El sol estaba fuerte, el oleaje a veces era calmo, a veces intenso. Envidié a mis manos tan libres en el agua, desnudas nadaban, jugaban con los peces, chapoteaban con las olas, se enterraban en la arena. La mano izquierda sustituyó el pelo por algas, se le adhirieron conchas y caracolas. No dolía, al contrario, me compartía su candor. La diestra, por su parte, exigía bloqueador solar cada dos horas. Se nos fueron los días.
La encargada de llevar el tiempo hizo maletas, el check out del hotel; quería llegar cuatro horas antes al aeropuerto. Nos opusimos a dicha acción, era ultraconservadora. Exigíamos un último chapuzón.

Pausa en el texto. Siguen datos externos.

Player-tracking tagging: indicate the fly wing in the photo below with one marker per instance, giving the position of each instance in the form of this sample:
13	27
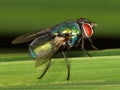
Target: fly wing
47	50
28	37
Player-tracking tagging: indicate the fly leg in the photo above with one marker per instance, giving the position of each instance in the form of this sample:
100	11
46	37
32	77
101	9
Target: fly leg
49	62
84	48
68	65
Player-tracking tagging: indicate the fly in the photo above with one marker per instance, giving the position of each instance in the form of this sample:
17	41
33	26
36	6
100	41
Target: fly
44	44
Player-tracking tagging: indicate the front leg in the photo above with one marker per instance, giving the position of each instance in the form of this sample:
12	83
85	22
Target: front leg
82	47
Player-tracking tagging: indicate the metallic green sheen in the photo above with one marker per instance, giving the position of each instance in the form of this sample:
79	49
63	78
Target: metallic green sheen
68	28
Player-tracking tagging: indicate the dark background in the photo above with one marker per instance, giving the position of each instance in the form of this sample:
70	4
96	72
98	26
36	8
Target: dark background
18	17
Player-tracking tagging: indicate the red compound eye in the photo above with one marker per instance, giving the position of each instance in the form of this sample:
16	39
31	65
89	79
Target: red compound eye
88	29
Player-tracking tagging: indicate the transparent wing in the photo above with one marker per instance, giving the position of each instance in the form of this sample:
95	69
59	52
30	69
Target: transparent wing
28	37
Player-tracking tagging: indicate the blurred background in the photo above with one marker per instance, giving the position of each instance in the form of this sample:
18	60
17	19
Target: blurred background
18	17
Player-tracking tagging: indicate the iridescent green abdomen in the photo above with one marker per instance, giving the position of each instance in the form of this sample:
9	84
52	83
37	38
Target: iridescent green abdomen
67	28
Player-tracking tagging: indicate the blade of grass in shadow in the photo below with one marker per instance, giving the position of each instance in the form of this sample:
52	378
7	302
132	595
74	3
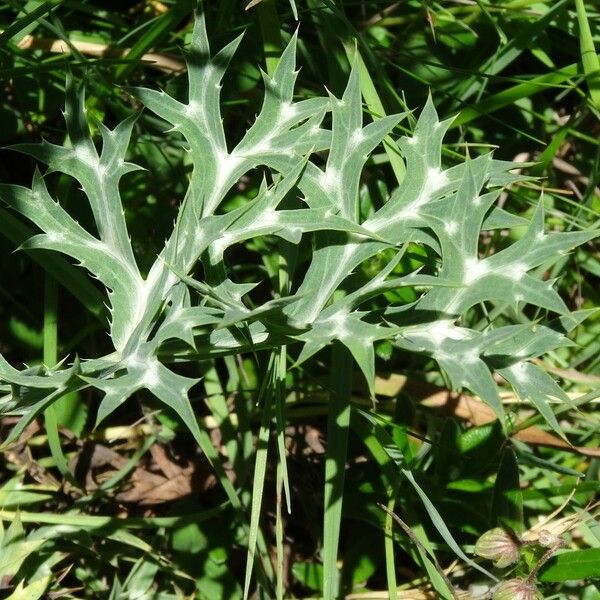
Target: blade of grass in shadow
508	53
390	565
279	532
270	30
388	456
338	424
507	97
260	469
21	26
440	525
589	58
162	27
376	110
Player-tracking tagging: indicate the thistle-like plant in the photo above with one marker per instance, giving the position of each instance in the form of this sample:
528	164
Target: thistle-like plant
311	187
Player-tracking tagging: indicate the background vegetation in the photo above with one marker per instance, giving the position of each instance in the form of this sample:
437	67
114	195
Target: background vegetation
139	512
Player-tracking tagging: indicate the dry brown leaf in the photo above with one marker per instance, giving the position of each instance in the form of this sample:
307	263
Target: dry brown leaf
470	409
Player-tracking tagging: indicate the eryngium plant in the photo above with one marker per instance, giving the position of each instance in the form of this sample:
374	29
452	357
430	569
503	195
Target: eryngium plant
168	317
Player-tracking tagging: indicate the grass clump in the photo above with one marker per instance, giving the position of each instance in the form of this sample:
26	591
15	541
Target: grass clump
333	334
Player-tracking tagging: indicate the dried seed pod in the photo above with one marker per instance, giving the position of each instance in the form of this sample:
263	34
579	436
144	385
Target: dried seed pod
499	545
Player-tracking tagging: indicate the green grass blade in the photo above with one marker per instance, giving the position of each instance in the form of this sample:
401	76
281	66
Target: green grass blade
162	27
377	111
509	96
271	34
589	58
259	480
390	566
20	26
338	424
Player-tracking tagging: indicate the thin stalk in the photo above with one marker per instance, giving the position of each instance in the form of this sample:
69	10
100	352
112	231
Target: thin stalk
390	567
589	58
50	353
338	425
270	30
279	533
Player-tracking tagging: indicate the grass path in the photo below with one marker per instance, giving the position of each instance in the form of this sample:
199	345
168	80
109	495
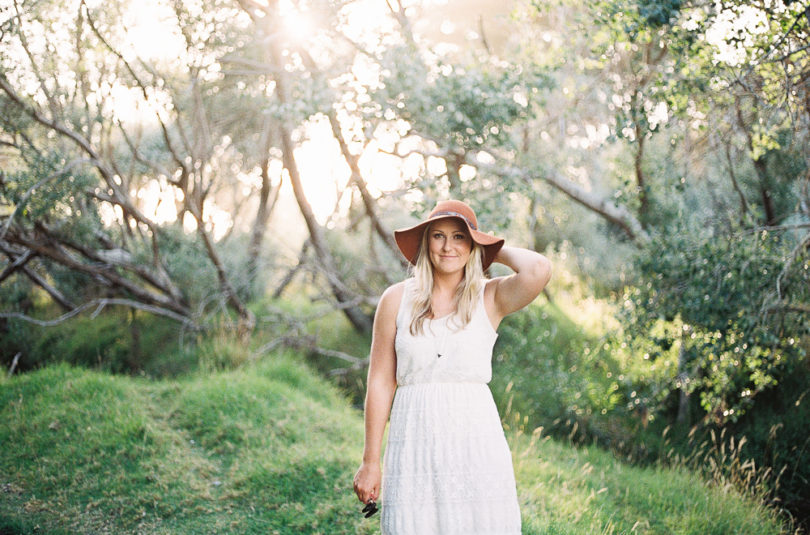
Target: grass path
271	448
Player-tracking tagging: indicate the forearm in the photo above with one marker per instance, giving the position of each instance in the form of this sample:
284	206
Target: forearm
524	261
377	410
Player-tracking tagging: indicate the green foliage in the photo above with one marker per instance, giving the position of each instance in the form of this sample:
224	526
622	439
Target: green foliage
115	341
271	448
723	288
460	107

Liberé a mis pies de las sandalias. Caminamos a la orilla del mar. Una ola envolvente nos arrastró. En un torbellino de espuma descubrí el fondo marino. La mano izquierda, sin dolor, se desprendió de mi brazo. Al nado como anémona fue a buscar a su jaiba. La mano derecha me jalaba para que saliese a flote. En sus inútiles intentos para salvarme, mutiló mi muñeca. Indignada, partió.
Me dejé seducir por la marea. La diestra, en traje sastre, tomó el avión y regresó a casa.